Adding Role Instances

After creating a service using one of the wizards, you can add a role instance to that service. For example, after initial installation in which you added the HDFS service, you can add a DataNode to a host where one was not previously running.

In a CDH4 cluster, some services provide roles that are not available with CDH3. For example, HDFS in CDH4 supports HttpFS, so that role is available as part of the HDFS service.

CDH4 HDFS also now provides a Failover Controller role, which is added to the HDFS service as a companion to each NameNode when you enable Automatic Failover after enabling High Availability. It is recommended that you let Cloudera Manager add this role as appropriate, rather than adding it manually.

There is also a new role called Gateway available in both CDH3 and CDH4 clusters for the HDFS, MapReduce, and HBase services (and for YARN in CDH4) . You can add a Gateway role to a host that does not otherwise have a CDH service installed — this enables Cloudera Manager to install and manage client configurations on that host. This is a convenient way to manage configurations on your CDH clients. There is no process associated with a Gateway role, and its status will always be Stopped.

To add a role instance:

  1. Click the Services tab.
  2. Click the link for the service for which you want to add a role instance. For example, click the HDFS service link if you want to add a DataNode role instance for that HDFS service.
  3. Click the Instances tab.
  4. Click the Add button.
  5. Follow the instructions in the wizard to add the role instance. During the wizard, Cloudera Manager will list the existing roles on hosts, recommend configuration settings such as data directory paths and heap sizes depending on the roles. If the new roles are assigned to the same host as roles of another service, Cloudera Manager will recommend configuration changes such that heap allocations of all the roles on the host can be accommodated. You can change some settings, such as data directory paths, before continuing. If you click Continue after making changes, the new roles will be created with your configuration changes and configuration settings will be made. If you click Skip, the new roles will be created with the recommended changes. If necessary, you can reconfigure the new roles later by navigating to the Configurations page of each role or of the service that these roles belong to.
  6. The wizard finishes by performing any actions necessary to prepare the cluster for the new role instances. For example, new DataNodes are added to the NameNode's dfs_hosts_allow.txt file. The new role instance is configured with the Base role group for its role type, even if there are multiple role groups for the role type. If you want to use a different role group, you can go to the Role Groups page under the Configuration tab for the service, and move the role instance to a different role group. See Managing Role Groups for more information.
  7. The new role instances are not started automatically. You can start them on the service's Instances page.

Adding ZooKeeper Roles

If you add ZooKeeper nodes to an existing ZooKeeper service, you must initialize the data directories for the new nodes (role instances) before you restart the ZooKeeper service.

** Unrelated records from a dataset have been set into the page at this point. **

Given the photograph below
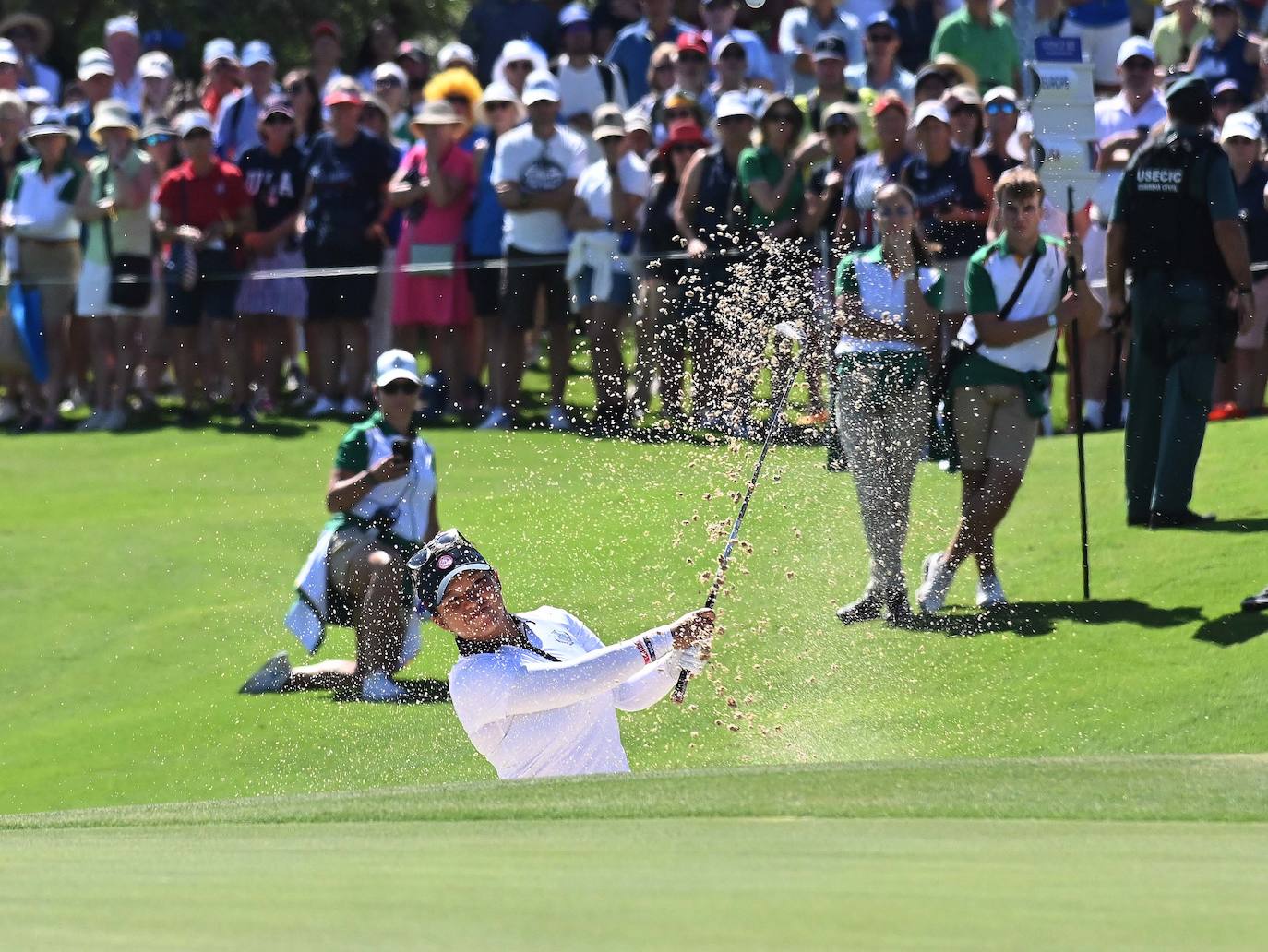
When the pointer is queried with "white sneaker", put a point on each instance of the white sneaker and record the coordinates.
(932, 593)
(380, 687)
(321, 407)
(497, 419)
(115, 420)
(95, 421)
(270, 678)
(558, 420)
(990, 593)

  1. Add new ZooKeeper role instances as described in the steps above.
  2. Go to the Instances tab for the ZooKeeper service. Your newly added roles should show their status as Stopped.
  3. From the Actions menu at the top of the page, select Initialize....
  4. Confirm that you want to perform this action. Note that the dialog will inform you that the action cannot be performed on your previously-existing ZooKeeper nodes.
  5. When this action has completed, you can then restart the ZooKeeper service. This will start the new nodes as well as update the configuration for the existing nodes.

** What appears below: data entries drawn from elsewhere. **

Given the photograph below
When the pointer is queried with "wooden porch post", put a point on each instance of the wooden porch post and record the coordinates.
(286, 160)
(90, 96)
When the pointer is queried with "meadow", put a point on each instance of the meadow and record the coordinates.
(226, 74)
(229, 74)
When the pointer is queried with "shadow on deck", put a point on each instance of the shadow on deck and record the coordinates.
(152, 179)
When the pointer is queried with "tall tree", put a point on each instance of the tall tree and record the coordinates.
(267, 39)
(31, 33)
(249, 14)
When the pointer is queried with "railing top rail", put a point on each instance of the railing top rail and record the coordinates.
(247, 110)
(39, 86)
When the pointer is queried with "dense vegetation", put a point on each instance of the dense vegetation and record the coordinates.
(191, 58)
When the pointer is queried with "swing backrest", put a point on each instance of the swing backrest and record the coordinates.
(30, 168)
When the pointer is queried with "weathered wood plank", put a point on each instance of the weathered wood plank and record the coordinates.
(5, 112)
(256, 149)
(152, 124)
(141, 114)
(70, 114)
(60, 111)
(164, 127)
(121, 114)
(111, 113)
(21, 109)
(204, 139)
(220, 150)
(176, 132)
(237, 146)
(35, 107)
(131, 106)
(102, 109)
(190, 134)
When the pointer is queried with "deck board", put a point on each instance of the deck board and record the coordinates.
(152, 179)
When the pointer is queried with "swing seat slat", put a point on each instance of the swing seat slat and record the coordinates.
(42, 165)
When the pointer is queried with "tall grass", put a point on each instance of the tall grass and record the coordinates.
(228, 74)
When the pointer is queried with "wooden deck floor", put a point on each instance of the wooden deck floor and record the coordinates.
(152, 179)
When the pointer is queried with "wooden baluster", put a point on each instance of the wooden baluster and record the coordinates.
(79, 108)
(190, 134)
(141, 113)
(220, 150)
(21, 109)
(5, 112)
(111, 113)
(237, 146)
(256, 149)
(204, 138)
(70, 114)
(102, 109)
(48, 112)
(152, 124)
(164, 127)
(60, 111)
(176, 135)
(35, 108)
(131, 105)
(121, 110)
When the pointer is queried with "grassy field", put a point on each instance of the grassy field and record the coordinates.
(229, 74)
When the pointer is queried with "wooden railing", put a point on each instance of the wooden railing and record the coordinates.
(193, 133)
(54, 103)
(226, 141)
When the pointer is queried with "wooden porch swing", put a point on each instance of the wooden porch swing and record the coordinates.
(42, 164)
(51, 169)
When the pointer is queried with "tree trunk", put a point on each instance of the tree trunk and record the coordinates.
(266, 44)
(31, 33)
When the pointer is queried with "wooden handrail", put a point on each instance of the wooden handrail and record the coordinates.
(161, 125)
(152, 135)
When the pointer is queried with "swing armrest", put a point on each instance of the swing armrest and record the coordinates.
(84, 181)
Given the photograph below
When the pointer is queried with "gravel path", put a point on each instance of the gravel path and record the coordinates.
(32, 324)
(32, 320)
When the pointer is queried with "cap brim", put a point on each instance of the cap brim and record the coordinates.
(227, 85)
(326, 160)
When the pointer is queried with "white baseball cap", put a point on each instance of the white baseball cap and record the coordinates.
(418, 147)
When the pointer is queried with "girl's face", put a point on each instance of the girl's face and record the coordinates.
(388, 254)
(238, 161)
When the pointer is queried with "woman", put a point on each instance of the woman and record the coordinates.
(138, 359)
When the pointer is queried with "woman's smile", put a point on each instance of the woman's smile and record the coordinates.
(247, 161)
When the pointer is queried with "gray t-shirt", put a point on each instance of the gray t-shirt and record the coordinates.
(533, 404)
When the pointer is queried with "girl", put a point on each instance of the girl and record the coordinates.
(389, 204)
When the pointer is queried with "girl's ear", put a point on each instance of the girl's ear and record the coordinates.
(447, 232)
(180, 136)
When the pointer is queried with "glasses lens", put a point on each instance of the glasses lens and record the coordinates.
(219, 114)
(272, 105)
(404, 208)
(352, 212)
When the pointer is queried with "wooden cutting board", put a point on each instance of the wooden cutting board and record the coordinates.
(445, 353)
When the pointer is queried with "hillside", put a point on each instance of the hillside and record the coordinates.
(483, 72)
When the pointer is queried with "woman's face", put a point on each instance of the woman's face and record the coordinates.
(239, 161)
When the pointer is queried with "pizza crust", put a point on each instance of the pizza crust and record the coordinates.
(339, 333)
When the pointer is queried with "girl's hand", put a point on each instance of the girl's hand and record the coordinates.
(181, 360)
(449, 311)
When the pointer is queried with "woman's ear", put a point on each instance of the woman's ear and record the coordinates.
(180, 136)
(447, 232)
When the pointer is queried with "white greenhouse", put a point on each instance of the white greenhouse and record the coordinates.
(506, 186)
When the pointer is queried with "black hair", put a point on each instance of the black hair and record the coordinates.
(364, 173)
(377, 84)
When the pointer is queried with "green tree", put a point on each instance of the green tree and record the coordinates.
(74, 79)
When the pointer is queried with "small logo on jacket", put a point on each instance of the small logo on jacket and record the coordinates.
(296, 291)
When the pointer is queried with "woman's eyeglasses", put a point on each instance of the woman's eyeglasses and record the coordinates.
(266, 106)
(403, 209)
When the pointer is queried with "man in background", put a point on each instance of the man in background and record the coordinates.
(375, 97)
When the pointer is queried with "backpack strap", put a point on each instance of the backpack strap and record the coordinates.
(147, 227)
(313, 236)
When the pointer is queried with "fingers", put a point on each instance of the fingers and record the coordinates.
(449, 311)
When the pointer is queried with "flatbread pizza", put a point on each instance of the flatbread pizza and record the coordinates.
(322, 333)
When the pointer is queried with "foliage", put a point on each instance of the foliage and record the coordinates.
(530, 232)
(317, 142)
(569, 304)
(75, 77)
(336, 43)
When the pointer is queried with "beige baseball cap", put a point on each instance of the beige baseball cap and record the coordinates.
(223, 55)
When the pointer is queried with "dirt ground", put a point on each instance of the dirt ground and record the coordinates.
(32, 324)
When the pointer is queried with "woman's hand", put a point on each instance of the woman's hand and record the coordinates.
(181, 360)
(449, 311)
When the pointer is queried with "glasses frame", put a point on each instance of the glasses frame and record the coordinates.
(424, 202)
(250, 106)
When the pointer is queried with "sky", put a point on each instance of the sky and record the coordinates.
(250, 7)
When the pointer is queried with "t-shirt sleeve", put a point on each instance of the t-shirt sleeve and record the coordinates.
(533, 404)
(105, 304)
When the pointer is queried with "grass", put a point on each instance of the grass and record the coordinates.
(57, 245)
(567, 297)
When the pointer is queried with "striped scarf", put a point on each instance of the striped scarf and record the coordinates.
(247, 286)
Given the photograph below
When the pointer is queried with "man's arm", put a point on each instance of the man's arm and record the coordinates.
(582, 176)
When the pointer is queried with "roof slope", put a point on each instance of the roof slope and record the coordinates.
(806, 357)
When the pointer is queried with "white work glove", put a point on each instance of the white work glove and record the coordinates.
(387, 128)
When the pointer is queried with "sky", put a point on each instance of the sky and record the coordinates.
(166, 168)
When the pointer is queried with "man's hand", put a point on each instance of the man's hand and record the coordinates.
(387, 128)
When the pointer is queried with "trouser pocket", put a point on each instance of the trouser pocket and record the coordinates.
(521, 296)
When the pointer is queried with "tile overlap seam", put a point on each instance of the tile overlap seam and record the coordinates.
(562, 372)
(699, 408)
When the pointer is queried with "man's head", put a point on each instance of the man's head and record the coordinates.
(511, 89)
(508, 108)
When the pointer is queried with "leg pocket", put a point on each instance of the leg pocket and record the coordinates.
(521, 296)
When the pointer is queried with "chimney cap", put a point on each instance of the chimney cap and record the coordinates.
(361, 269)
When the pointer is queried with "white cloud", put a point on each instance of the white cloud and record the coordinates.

When you start the ZooKeeper service after you have added new nodes, the original node will have the datastore, but the datastores of the new nodes will be empty. Therefore, you must ensure that the original node is included when the new quorum is started up. If the new nodes are able to form a quorum without the original node being included, then the ensemble will have an empty datastore. You can avoid this by starting up just the original node plus one of the new nodes and allowing those to form a quorum, resulting a quorum with the datastore from the original node. You can then add the other new nodes.